Professionals who had visited the service and undertook audits had repeatedly raised concerns about infection prevention control (IPC) within the home. They told us that despite receiving feedback from the provider and giving them recommendations and time to implement changes issues consistently remained with the standard of cleanliness and safety within the home.
The registered manager had completed an action plan in relation to issues raised by external partners and professionals, however despite actions being stated as complete we saw that issues remained and the date within the action plan had not been altered to reflect this. Internal IPC audits were being completed within the home but did not monitor the issues raised from external professional audits or fully identify the issues we found on assessment.
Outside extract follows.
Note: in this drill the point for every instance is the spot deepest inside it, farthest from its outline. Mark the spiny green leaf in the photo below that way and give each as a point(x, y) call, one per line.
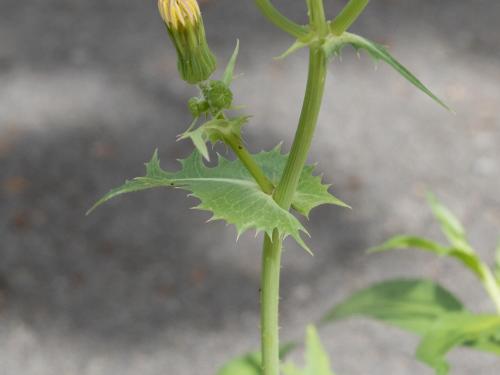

Learning, improvement and innovation
The registered manager and compliance manager acknowledged the concerns and failings found on the assessment and were open and transparent with their response and desire to improve the service. The management team acted on feedback we provided from the onsite assessment immediately and we saw evidence that these concerns had been communicated to staff with an appropriate action plan to support development, changes and improvement.
The provider had failed to implement learning and improvement in a timely manner. Despite concerns being raised about IPC and quality of care by other professionals over a period of time the registered manager had not implemented appropriate quality monitoring systems to evaluate the service being delivered. This meant people had been placed at risk of avoidable harm and people had experienced care that was not person-centred.